The role of animal companions in the lives of homeless people


Credit: Fran Urbano on a Creative Commons Licence

Published as 'Caring at the Borders of the Human: Companion animals and the homeless' in the book ReValuing Care: Cycles and Connections (Routledge), Professor Carr's research also reveals that homeless people often show a collective responsibility for the pets and, because of the close relationship between the pet and the homeless person, a collective responsibility for homelessness itself.

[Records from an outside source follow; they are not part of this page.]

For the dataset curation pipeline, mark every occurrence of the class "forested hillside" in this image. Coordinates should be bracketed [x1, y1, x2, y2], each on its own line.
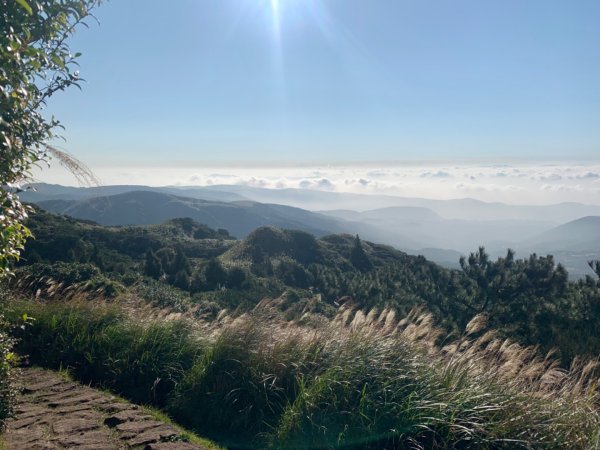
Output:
[14, 211, 600, 364]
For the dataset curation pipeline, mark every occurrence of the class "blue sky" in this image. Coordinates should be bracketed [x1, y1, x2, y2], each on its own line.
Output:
[48, 0, 600, 167]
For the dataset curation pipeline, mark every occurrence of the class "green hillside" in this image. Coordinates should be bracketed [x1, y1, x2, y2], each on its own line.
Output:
[15, 211, 600, 362]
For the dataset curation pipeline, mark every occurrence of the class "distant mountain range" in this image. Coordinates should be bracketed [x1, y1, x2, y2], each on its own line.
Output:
[37, 191, 360, 237]
[21, 184, 600, 277]
[522, 216, 600, 252]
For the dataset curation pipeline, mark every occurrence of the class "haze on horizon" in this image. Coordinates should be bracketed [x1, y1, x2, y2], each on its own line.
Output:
[35, 0, 600, 204]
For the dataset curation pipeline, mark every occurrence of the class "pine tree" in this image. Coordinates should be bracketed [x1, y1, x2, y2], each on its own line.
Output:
[350, 234, 373, 272]
[204, 258, 227, 290]
[144, 249, 163, 280]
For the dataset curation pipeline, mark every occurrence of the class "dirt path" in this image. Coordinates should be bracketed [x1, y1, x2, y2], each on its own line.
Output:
[4, 368, 206, 450]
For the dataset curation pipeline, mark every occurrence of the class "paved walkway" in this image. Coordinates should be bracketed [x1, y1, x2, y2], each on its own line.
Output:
[5, 368, 206, 450]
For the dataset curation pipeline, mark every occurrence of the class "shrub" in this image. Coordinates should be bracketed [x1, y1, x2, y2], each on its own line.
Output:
[7, 302, 202, 406]
[0, 314, 16, 431]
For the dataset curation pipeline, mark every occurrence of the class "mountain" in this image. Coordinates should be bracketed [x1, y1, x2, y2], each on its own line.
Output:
[19, 183, 248, 204]
[523, 216, 600, 252]
[21, 183, 600, 225]
[515, 216, 600, 278]
[37, 191, 366, 237]
[203, 185, 600, 224]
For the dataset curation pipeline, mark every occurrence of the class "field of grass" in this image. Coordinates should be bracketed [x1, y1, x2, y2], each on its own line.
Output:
[5, 301, 600, 449]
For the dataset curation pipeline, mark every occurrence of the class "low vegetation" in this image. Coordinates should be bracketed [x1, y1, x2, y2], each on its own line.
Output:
[13, 211, 600, 367]
[0, 212, 600, 442]
[6, 301, 600, 449]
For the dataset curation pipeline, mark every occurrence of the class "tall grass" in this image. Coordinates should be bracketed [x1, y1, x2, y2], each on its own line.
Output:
[2, 302, 600, 449]
[6, 301, 202, 406]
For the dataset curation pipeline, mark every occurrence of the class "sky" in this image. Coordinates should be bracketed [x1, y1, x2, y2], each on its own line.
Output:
[41, 0, 600, 200]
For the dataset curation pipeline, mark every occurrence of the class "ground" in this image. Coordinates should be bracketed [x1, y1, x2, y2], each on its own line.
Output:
[4, 368, 212, 450]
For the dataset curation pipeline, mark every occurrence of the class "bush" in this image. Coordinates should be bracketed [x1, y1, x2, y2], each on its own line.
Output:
[6, 301, 600, 450]
[0, 314, 16, 431]
[7, 302, 202, 406]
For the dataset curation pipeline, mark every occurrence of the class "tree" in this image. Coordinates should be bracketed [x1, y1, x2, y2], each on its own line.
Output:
[350, 234, 373, 271]
[588, 260, 600, 278]
[144, 249, 163, 280]
[204, 258, 227, 290]
[0, 0, 102, 276]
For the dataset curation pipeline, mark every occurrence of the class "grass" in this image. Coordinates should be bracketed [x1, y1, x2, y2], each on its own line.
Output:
[5, 302, 600, 450]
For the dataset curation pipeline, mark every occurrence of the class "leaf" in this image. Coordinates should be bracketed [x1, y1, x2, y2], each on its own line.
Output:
[17, 0, 33, 15]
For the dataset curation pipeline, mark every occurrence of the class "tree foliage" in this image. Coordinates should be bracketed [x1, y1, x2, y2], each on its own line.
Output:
[0, 0, 101, 273]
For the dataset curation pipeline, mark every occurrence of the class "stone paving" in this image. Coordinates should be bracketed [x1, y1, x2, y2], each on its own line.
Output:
[4, 368, 207, 450]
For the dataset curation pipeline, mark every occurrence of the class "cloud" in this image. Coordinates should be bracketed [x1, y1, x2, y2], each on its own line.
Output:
[35, 163, 600, 204]
[298, 178, 335, 191]
[420, 170, 452, 178]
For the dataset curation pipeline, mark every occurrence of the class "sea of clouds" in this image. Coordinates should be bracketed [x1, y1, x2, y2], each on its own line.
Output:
[35, 162, 600, 204]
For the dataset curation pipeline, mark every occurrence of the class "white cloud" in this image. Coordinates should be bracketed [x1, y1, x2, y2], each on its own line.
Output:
[30, 163, 600, 204]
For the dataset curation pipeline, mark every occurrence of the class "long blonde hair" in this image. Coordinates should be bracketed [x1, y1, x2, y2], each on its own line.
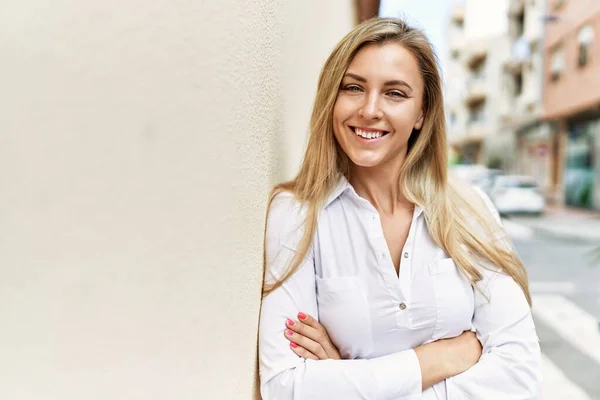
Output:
[263, 18, 531, 304]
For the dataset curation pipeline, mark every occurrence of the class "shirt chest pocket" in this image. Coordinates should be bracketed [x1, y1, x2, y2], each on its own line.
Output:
[429, 258, 475, 339]
[316, 277, 373, 359]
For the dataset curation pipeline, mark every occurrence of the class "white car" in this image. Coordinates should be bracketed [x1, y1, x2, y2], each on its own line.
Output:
[490, 175, 546, 215]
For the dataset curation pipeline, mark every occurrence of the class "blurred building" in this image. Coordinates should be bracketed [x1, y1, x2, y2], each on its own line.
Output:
[446, 0, 510, 164]
[501, 0, 557, 192]
[446, 0, 600, 209]
[541, 0, 600, 209]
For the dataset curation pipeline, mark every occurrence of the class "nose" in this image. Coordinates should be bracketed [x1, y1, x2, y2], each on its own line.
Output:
[358, 93, 383, 119]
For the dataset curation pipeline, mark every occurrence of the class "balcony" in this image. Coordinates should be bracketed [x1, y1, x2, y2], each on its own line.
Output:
[463, 119, 490, 141]
[465, 75, 487, 107]
[451, 5, 465, 25]
[465, 43, 488, 69]
[508, 0, 525, 17]
[450, 35, 465, 53]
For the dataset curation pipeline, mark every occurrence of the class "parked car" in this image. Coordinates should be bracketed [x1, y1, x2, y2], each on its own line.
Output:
[490, 175, 546, 215]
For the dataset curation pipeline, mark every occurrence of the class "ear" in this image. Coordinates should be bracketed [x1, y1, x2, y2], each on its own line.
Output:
[414, 111, 425, 130]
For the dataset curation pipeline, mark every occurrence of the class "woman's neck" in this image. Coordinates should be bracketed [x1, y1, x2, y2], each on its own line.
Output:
[350, 160, 414, 216]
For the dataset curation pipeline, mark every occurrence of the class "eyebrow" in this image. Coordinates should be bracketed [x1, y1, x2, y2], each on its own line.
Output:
[344, 72, 413, 90]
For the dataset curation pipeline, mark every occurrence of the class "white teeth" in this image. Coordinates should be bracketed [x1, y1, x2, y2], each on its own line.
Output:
[354, 128, 383, 139]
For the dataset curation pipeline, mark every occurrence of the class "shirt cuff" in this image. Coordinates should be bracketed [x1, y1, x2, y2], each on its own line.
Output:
[369, 350, 422, 400]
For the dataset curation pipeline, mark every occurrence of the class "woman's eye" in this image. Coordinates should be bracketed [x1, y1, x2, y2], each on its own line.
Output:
[344, 85, 362, 92]
[388, 91, 406, 99]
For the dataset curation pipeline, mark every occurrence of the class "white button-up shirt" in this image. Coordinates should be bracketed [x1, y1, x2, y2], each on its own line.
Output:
[259, 179, 541, 400]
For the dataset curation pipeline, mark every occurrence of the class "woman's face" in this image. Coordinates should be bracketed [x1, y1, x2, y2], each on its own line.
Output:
[333, 42, 424, 167]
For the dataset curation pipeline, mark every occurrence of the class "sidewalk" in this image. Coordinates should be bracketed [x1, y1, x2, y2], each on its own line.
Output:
[509, 206, 600, 245]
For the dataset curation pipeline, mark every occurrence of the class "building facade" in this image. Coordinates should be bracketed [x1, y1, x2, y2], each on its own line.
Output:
[543, 0, 600, 209]
[445, 0, 510, 167]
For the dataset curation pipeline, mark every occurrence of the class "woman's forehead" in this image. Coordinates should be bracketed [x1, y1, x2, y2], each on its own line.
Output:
[346, 42, 422, 85]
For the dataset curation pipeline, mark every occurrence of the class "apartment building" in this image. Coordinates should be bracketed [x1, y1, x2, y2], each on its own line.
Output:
[446, 0, 510, 166]
[543, 0, 600, 209]
[501, 0, 557, 188]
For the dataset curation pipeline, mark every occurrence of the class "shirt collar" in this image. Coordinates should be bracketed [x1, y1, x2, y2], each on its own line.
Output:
[325, 175, 423, 218]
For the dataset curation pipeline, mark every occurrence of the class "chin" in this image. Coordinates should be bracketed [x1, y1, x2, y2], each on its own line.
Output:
[350, 154, 381, 168]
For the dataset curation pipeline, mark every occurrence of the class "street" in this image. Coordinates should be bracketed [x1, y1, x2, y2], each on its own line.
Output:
[504, 217, 600, 400]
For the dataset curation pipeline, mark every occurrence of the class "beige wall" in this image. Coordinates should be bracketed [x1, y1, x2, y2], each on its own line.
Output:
[282, 0, 355, 180]
[0, 0, 348, 400]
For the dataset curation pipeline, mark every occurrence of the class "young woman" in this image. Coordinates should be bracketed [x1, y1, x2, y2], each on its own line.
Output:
[259, 19, 541, 400]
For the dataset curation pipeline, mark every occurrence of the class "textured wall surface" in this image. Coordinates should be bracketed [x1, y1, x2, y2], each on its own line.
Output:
[281, 0, 355, 180]
[0, 0, 285, 400]
[0, 0, 353, 400]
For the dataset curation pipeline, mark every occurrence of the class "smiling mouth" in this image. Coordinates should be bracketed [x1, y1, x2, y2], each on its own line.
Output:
[350, 126, 389, 140]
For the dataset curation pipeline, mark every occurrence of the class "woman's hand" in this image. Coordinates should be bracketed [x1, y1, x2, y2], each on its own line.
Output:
[284, 313, 341, 360]
[446, 331, 482, 375]
[415, 331, 481, 390]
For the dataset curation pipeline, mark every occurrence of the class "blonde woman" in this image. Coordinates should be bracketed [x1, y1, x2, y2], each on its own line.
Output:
[259, 19, 541, 400]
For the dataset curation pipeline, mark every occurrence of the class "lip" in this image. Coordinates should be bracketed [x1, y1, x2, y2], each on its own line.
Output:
[348, 125, 390, 146]
[348, 125, 390, 133]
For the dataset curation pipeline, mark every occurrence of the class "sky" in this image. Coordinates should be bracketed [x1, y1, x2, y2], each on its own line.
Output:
[379, 0, 455, 70]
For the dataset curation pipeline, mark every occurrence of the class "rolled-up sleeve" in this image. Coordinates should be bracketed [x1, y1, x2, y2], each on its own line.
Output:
[259, 194, 422, 400]
[446, 271, 542, 400]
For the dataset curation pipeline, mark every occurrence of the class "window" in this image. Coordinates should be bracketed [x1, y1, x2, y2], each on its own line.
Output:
[577, 25, 594, 67]
[552, 0, 567, 10]
[550, 46, 565, 81]
[514, 71, 523, 96]
[469, 101, 485, 124]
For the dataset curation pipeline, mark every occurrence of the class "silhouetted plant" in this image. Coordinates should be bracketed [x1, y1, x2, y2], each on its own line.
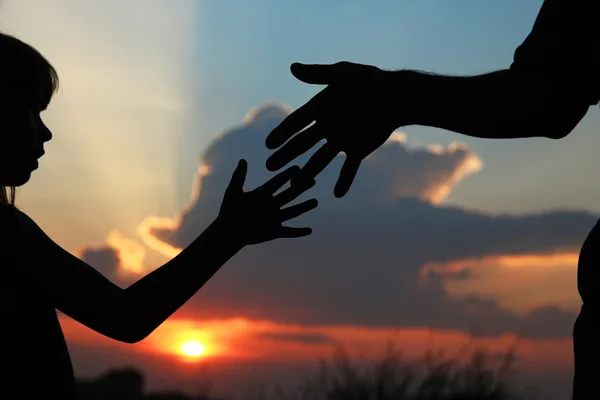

The story of homeless people and their animal companions is recognisable from many towns and cities worldwide. It was also recently brought to light in James Bowen's bestselling book, and its cinema adaptation, A Street Cat named Bob. Professor Carr refers to the book within her chapter, noting the similarities between the story and face-to-face research among homeless people, many of whom described their animals as life changers and life savers, with some formerly homeless people claiming that it is their pet that keeps them alive.

Professor Carr also argues that there is more to be said about the power of animals in relation to homeless people. For instance, she suggests that the donations of food provided by domiciled people to homeless people can be understood as political because it demonstrates sympathy with another species and because it suggests that we all share responsibility for the situation that homeless people find themselves in.

Professor Carr's chapter, 'Caring at the Borders of the Human: Companion animals and the homeless' can be found in ReValuing Care: Cycles and Connections, edited by Harding, Fletcher & Beasley, published by Routledge.